WASHINGTON - Two months before the troubled October 1 launch of Obamacare exchanges, a key administration official overseeing the programme assured a congressional oversight panel that work was on track to roll out a tested website that would make it easy for Americans to enroll in affordable health insurance coverage.
"This is a large and complicated endeavour that I am proud to lead, and every decision is being made by my prior work experience," Marilyn Tavenner testified on August 1 before the House of Representatives Energy and Commerce Committee, describing the launch of the Healthcare.gov website.
Come Tuesday, the former nurse who heads the US Centers for Medicare and Medicaid Services (CMS) will again find herself before a House committee - this time, to explain how Healthcare.gov failed when the administration flipped the on switch.
She will face Republicans eager to prove, thus far unsuccessfully, that the White House orchestrated decisions that may have stalled the system.
Lawmakers on both sides of the partisan aisle are growing increasingly impatient with website snafus that they say are frustrating the public and adding to taxpayer costs. The White House has scrambled to fix technical issues and disputes Republican allegations that political motives were behind changes in the website's function.
Tavenner's scheduled testimony before the House Ways and Means Committee is expected to offer insight into the decision-making. A key player, she was cleared to visit the White House 425 times between December 2009 and June 2013, including for several meetings with Obama himself, visitor logs show.
One Oval Office meeting with Obama in March would have occurred as some technology officials in her agency publicly fretted about the possibility that the complicated website would malfunction, telling an insurance forum they were working to avert problems.
Tavenner, 62, who was confirmed for her job by the Senate in May, was optimistic about the rollout when questioned by sceptical Republican senators at an April hearing.
Tavenner is expected to be a critical witness this week because "she's more responsible for decisions made at CMS that probably led to this disaster," said Joe Antos, a healthcare analyst with the conservative American Enterprise Institute think tank.
A committee aide, who spoke on condition of anonymity, said: "We expect her to be forthcoming.
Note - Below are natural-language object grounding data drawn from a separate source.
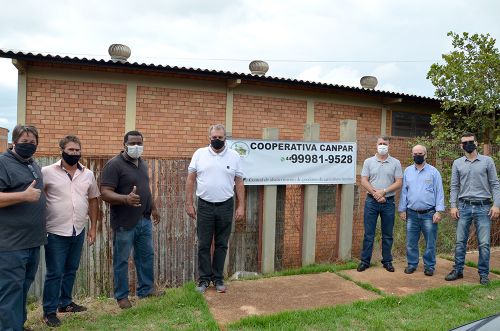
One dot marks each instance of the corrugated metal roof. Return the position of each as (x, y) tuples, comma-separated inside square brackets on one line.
[(28, 56)]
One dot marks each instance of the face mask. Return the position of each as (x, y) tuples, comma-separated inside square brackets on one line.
[(418, 159), (135, 151), (382, 149), (469, 147), (217, 143), (25, 150), (71, 159)]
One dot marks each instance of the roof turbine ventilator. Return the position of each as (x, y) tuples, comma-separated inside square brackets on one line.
[(258, 67), (119, 52), (369, 82)]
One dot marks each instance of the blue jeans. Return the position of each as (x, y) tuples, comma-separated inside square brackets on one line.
[(479, 215), (140, 237), (214, 222), (17, 272), (386, 211), (416, 223), (62, 258)]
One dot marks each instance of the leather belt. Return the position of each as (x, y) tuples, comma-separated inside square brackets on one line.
[(423, 211), (215, 203)]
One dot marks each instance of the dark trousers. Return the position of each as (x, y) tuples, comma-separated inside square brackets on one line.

We think she'll be a very serious witness, and she's certainly integral."
Tavenner appears one day before her boss, US Health and Human Services Secretary Kathleen Sebelius, is due to testify before another panel in the Republican-controlled chamber.
Committee aides hope that Tavenner can describe system problems at the more complicated back end of the federal marketplace, where consumers determine their eligibility for premium subsidies and enroll in coverage. Aides and experts fear new crippling problems could emerge as enrollment picks up in November and early December.